Diese Fragen stellen wir vor allem auch vor dem Hintergrund des vorliegenden Entwurfs eines „Gesetzes zur Reduzierung und zur Beendigung der Kohleverstromung und zur Änderung weiterer Gesetze (sog. Kohleausstiegsgesetz)“. Dazu möchten wir von unserer Seite folgendes anmerken:
In Artikel 42 Absatz 2 Ziffer 2 (Seite 31) wird „die endgültige Stilllegung von den in Anlage 2 genannten Braunkohleanlagen zu den in Anlage 2 genannten Stilllegungszeitpunkten“ in einem öffentlich-rechtlichen Vertrag gefordert.
Mit diesem Passus versuchen Sie die Zukunft für die nächsten 18 Jahre festzuzurren. Da die Braunkohleverstromung bereits heute nicht mehr wirtschaftlich betrieben werden kann (s.o.), fragen wir Sie:
- Warum soll die Bundesrepublik Deutschland in einer disruptiven Zeit in das Risiko eines öffentlich-rechtlichen Vertrages einsteigen und sich für weitere 18 Jahre festlegen?
- Fünf-Jahrespläne waren zu DDR-Zeiten bereits nach Trocknung der Tinte überholt. Warum lässt sich die CDU/CSU-Fraktion im Energiesektor auf Staatssozialismus ein und lässt nicht die freien Marktkräfte technologieoffen entscheiden (S.2 unten), welcher Energieträger zum Zuge kommt?
Artikel 42 Absatz 2 Ziffer 7 (Seite 32) propagiert eine „Feststellung der energiewirtschaftlichen Notwendigkeit des Tagebaus Garzweiler inklusive des 3. Umsiedlungsabschnitts in den Grenzen der Leitentscheidung der Landesregierung von Nordrhein-Westfalen zur Zukunft des Rheinischen Braunkohlereviers / Garzweiler II vom 5. Juli 2016“.

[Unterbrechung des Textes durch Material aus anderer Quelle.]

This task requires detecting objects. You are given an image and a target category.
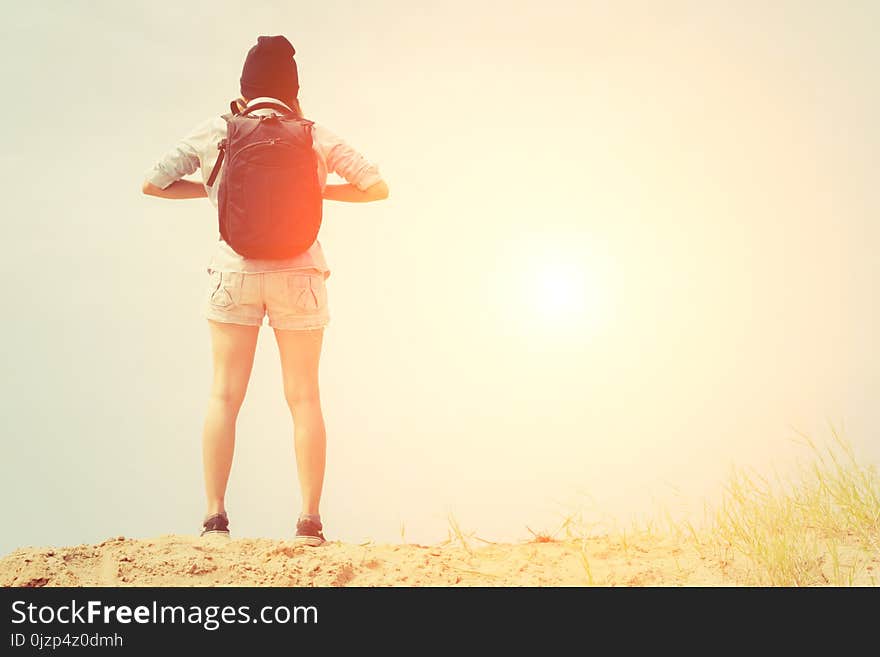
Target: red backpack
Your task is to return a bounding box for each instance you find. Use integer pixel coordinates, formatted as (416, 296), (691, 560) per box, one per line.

Diese Regelung erscheint komplett unverständlich. Namhafte Stimmen der Fachwelt (z. B. DIW Berlin – Politikberatung kompakt 132 / 2019) gehen davon aus, dass die Aussage, welcher hier per „Feststellung“ Gesetzeskraft verliehen werden soll, bereits jetzt unzutreffend ist.
In der Tat ergibt der Vorgang, dass hier überhaupt eine „Feststellung“ getroffen werden soll, nur dann einen Sinn, wenn die betreffende Aussage gerade nicht wahr ist. Ansonsten würde und könnte diese natürlich bereits ohne weiteres für sich selbst stehen.
Auch als Prognose ist eine solche Aussage im Ansatz verfehlt: Prinzipiell funktioniert diese nur, wenn für den Regelungszeitraum, auf den sich das Gesetz bezieht (immerhin fast zwei ganze Jahrzehnte), jedes weitere Entwicklungspotential im Energiesektor ignoriert und negiert wird. Es ist unseriös, im Jahr 2020 eine „Feststellung“ für vermeintliche energiewirtschaftliche Notwendigkeiten bis zum Jahr 2038 treffen zu wollen.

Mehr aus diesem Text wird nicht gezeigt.